Waste sector wants local effort
Authorities want Australia to take a more circular approach to recycling.
The waste industry says governments should help it transition to a ‘circular economy’ in which waste is collected, processed and reused to make new products, all in Australia.
Currently, about 30 per cent of Australia's recyclable waste is exported to China.
But many have been left scrambling after China announced it would ban imports of mixed recycled material.
This means waste management companies and councils that sell directly to China have to find somewhere else to send their waste.
The governments of NSW and Victoria have provided short term rescue packages to help keep the industry ticking over.
The Waste Management Association of Australia has called for government support to boost onshore waste processing.
Associations CEO Gayle Sloan says good investment could create five times more waste-industry jobs, and benefit the environment.
“We can gear up, but we need to have certainty of market in order to invest because these aren't small investments. These are millions of dollars of investment in factories and facilities,” she said.
The use of recycled products is currently voluntary, and Ms Sloan says manufacturers’ track record on using recycled material is not very impressive.
“The challenge that we're finding is that the manufacturers of that food-grade packaging, which is what ends up in the yellow bin, aren't taking that product back as readily as we want or as much as we want,” she said.
The industry says a clearer labelling system would help consumers identify what is recyclable and what is recycled.
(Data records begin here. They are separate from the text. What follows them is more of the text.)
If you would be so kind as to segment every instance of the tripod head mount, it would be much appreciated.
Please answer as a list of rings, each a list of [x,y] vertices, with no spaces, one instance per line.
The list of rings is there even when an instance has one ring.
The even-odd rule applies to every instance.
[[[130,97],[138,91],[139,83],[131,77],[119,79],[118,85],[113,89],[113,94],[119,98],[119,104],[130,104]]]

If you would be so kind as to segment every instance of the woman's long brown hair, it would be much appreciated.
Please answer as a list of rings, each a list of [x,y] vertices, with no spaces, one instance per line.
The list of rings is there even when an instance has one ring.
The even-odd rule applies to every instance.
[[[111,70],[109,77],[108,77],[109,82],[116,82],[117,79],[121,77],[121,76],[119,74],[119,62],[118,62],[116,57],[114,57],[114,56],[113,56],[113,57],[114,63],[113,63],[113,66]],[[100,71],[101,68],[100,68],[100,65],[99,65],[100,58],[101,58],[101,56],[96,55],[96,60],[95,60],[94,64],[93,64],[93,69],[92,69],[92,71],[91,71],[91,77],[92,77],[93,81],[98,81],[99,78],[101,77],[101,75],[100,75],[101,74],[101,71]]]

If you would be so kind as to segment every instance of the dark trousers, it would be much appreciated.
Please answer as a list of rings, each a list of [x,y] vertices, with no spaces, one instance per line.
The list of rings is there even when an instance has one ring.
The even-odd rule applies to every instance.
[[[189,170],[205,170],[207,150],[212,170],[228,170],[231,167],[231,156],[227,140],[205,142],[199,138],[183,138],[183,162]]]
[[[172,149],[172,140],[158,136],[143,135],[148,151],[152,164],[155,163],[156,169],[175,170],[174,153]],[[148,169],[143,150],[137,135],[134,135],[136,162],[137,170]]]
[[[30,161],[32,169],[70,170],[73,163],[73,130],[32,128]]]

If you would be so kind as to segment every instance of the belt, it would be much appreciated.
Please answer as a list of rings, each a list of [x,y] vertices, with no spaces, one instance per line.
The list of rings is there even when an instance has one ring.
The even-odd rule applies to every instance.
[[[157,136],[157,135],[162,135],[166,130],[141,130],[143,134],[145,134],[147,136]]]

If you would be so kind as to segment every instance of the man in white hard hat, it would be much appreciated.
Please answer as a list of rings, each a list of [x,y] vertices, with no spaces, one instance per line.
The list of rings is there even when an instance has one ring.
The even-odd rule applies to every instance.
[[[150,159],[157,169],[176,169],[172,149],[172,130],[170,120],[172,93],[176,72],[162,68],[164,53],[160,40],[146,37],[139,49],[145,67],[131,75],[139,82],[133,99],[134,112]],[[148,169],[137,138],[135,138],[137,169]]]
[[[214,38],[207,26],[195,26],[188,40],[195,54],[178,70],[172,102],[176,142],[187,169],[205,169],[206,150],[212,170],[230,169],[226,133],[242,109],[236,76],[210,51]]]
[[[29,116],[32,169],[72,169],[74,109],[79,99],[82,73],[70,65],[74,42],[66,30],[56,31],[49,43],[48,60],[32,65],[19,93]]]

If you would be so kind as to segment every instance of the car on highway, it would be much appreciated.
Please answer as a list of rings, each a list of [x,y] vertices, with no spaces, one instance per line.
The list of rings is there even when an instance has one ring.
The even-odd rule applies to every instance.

“Just putting more product in the bin that is potentially recyclable without any market for it doesn't help. We actually need a logo that says this is made from recycled content,” Ms Sloan said.
The Australian Packaging Covenant Organisation (APCO) has launched a national labelling scheme, the Australasian Recycling Label, to help educate consumers on which parts of the packaging they buy is recyclable.
APCO CEO Brooke Donnelly says the new scheme could businesses make better choices too.
“It's a first in Australia, the ability to be able to evaluate a packaging format in the design phase and make a very conscious choice to create packaging formats that are designed for recycling or reuse,” she says.
The waste issue is expected to be on the agenda when state environment ministers meet on April 27.